In what has got to be the most tech bro bit of idiocy evah, Elon Musk has challenged Mark Zuckerberg to a cage match. And Zuck has apparently accepted.
Elon Musk, who frequently posts jokes and provocations on Twitter, which he bought for $44 billion last year, responded this week to tweets about a potential competing service by Meta, run by Mark Zuckerberg, by saying, “I’m up for a cage match if he is.”
On Instagram, the social network owned by Meta, Mr. Zuckerberg responded with a screenshot of Mr. Musk’s tweet and the caption, “Send Me Location.” (Source: NY Times)
Gauntlet thrown. Let the games begin!
Hoo boy! (Hoo bro?) Hard to figure out who to root for if this one comes off, but I'm going to have to go with Zuckerberg.
No surprise that Musk is being his usual puerile idiotic self:
A Meta spokeswoman said Mr. Zuckerberg’s response “speaks for itself.” Twitter’s media office auto-responded to a request for comment with a poop emoji.
A variant of Godwin's law holds that the first person in a social media debate who makes a comparison to Hitler/Nazism loses the debate.
I'm proposing Rogers' law: The first person to use the poop emoji needs to sit down, STFU, and stop tweeting/insta-ing/whatever-ing.
So my money's on Zuckerberg.
Oh, the poop emoji's just part of it.
There's the fact that Zuck has taken up jujitsu, and is even competing. Musk, on the other hand, claims that he "almost never works out." (Musk is, however, bigger than Zuck, and claims to have been a street fighter when growing up.)
I'm hoping that, cometh the cage match, Zuck's training beats Musk's ability to throw his weight around.
But, oh these tech bros.
More than in other sectors, tech leaders have been known to embrace conflict in public forums, said Katy Cook, author of “The Psychology of Silicon Valley,” who described the industry as a “male-dominated, emotionally primitive” environment where leaders are rewarded for displays of hypermasculinity.
“When you get a taste of power via some of those ways of behaving, it tastes good for a lot of people,” Ms. Cook said.
My career was spent in a "male-dominated" and often "emotionally primitive" environment.
In one famous incident, a colleague who was unhappy that our company had made an offer to someone he didn't want hired put his fist through the wall. We had to find a picture to cover the hole until we finally got around to fixing it.
The wall-puncher - with whom I always got along and pretty much liked, other than for this incident (I was pissed and called him a shanty Irishman, which would never hold in today's work world) - went on to a highly successful career in tech.
The guy he didn't want to hire ended up doing very well at our company, and became one of my closest work friends. For many years, my work husband. (We were out of touch for a couple of years, but recently had a catch-up conversation and will be seeing each other soon.)
Back to Musk v. Zuckerberg.
There's now a proposed location: Las Vegas. (Where else?)

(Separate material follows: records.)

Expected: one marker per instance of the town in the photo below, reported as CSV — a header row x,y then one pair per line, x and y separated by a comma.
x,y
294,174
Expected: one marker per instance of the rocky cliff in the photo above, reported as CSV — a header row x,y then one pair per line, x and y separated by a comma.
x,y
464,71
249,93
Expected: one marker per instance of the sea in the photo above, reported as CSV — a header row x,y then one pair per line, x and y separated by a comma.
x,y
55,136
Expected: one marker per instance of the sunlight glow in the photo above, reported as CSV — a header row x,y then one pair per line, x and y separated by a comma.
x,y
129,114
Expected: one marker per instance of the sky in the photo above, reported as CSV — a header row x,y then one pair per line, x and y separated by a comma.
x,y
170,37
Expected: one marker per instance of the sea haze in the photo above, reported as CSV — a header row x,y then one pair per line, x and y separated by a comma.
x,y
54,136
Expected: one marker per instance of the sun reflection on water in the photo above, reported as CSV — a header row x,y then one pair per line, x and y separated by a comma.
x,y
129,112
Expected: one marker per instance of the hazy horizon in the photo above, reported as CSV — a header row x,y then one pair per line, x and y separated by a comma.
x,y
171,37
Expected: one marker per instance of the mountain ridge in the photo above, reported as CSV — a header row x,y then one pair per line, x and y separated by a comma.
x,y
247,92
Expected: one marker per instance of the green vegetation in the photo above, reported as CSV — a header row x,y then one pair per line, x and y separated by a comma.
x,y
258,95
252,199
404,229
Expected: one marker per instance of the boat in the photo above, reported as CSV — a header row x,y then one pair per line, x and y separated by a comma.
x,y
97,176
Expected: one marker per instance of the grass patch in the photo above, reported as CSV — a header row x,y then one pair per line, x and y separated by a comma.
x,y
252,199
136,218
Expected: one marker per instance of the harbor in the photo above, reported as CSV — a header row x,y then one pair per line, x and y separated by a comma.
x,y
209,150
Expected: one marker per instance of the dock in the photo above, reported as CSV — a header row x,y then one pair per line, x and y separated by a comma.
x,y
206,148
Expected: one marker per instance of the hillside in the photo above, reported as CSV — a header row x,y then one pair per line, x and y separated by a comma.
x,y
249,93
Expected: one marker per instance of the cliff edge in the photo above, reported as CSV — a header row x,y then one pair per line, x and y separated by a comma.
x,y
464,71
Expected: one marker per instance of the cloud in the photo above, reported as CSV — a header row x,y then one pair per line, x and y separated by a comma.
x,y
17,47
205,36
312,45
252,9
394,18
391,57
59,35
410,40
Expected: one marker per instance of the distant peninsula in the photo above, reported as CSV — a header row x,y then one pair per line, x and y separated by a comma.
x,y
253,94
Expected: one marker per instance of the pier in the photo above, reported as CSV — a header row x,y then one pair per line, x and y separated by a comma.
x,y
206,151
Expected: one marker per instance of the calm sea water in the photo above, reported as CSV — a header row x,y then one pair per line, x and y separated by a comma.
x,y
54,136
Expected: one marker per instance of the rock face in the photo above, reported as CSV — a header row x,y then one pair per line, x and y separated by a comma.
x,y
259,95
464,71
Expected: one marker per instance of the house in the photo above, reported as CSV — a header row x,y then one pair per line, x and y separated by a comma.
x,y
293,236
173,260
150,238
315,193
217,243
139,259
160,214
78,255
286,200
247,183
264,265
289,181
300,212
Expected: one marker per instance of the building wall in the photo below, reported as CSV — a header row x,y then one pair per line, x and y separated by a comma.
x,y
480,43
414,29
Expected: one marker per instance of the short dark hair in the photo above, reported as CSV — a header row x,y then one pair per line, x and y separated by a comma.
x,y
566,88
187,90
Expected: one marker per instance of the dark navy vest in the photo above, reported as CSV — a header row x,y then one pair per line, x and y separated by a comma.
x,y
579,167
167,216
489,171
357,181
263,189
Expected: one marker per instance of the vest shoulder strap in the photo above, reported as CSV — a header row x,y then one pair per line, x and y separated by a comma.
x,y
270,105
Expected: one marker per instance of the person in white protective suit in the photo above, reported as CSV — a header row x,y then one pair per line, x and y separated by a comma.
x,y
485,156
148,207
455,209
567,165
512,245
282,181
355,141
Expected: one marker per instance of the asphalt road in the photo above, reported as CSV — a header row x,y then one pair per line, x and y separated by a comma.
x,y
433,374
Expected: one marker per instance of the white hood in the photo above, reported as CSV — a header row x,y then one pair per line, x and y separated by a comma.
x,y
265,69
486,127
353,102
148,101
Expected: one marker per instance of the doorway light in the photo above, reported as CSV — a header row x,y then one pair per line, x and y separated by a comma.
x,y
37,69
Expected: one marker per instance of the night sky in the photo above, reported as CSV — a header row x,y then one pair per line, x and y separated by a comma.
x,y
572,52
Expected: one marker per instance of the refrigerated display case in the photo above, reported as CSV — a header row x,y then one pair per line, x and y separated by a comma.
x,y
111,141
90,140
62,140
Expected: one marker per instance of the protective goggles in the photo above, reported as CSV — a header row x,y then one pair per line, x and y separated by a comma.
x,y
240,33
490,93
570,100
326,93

And, although Zuck is an "aspirational MMA fighter," who's developing some physical chops to go along with that big brain, Musk has tweeted:
“I have this great move that I call ‘The Walrus,’ where I just lie on top of my opponent and do nothing.” (Source: The Verge)
I find Zuckerberg creepy and weird, and I'm no fan of Facebook. But Musk is creepier and weirder. And a ton more dangerous. I'm on Twitter, but Musk has been turning it into a crazed rightwing and conspiracy theory playground. (Among other things, he's going all gaga over RFK Jr.)
Never thought I'd say it, but "GO ZUCK!"
Regarding the punched wall: I removed a framed picture from further down the hall, taking the nail on which it had hung with me, and used a high heel to pound in the nail in the hole covering position of the picture. I don't recall the hole ever having been patched.